A recent Cochrane review examined randomized control trials (RCTs) evaluating the role of growth hormone for in vitro fertilization. They identified eight RCTs that looked at the role of GH in women classified as poor responders, although the definition of poor responders differed depending on the study. They concluded that growth hormone significantly improved the live birth rates (OR 5.39, 95 % CI [1.89, 15.35]) and pregnancy rates (OR 3.28, 95 % CI [1.74, 6.20]) in women considered poor responders. However, given the varied definitions of poor responders, further study is needed to identify which subgroup of poor responders will benefit the most from GH. Given the findings from the Cochrane review meta-analysis, GH should be considered in women with POI [40].

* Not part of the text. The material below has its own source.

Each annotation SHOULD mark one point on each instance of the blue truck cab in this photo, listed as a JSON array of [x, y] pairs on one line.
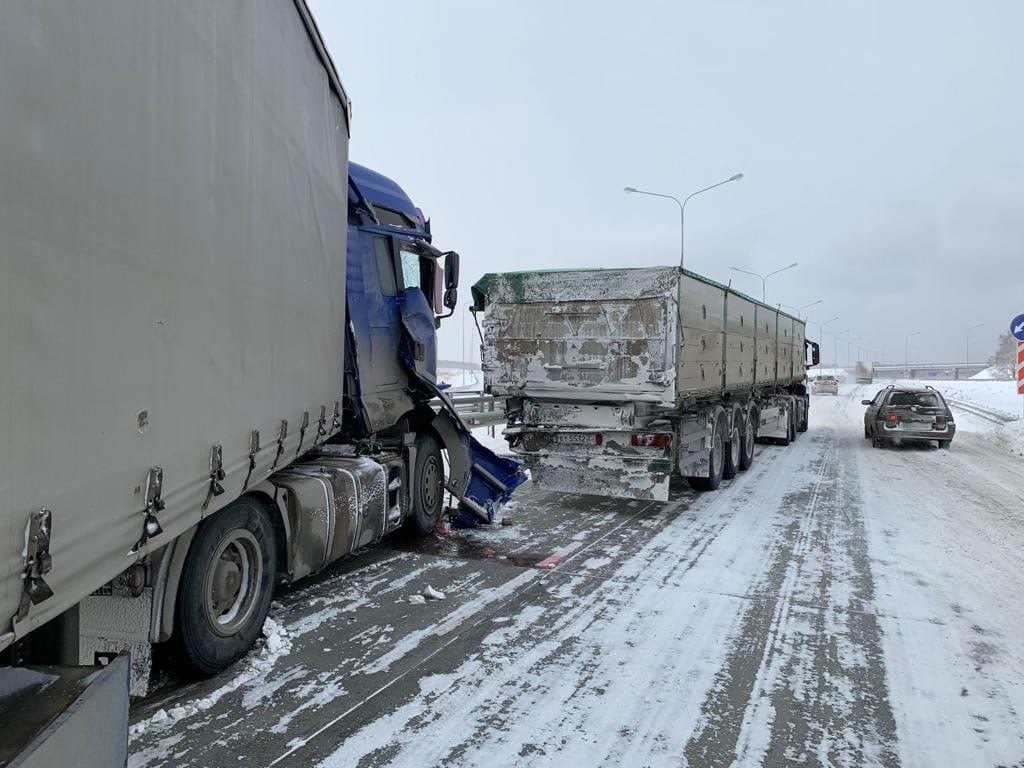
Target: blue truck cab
[[399, 289]]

Androgen receptors were first described in the pre-antral and antral follicles of rhesus monkeys, and androgen was noted to increase the expression of FSH receptors in the granulosa cells of these follicles [41–43]. In humans, androgen receptor mRNA and androgen levels in follicular fluid were found to correlate to FSH receptor mRNA [44]. This led to the suggestion that androgen action on pre-antral and antral follicles augments FSH receptor expression, which in turn leads to increased response to controlled ovarian hyperstimulation (COH). It has, therefore, been theorized that treatment with an androgen, such as dehydroepiandrosterone (DHEA), may confer a beneficial effect. Casson et al. first looked at this in 2000; a case series of five women who were poor responders were treated with 80 mg/day of micronized DHEA for 2 months and underwent COH while still on DHEA. They observed improvement in peak estradiol and peak estradiol/ampule of gonadotropin. Only one of the five women achieved pregnancy; this was a twin pregnancy [45]. Following this, multiple studies have been done to further evaluate the effect on DHEA on IVF parameters and outcomes, and the data remains inconclusive [46–48]. Given this, there is insufficient data to support the routine use of DHEA in IVF cycles for POI.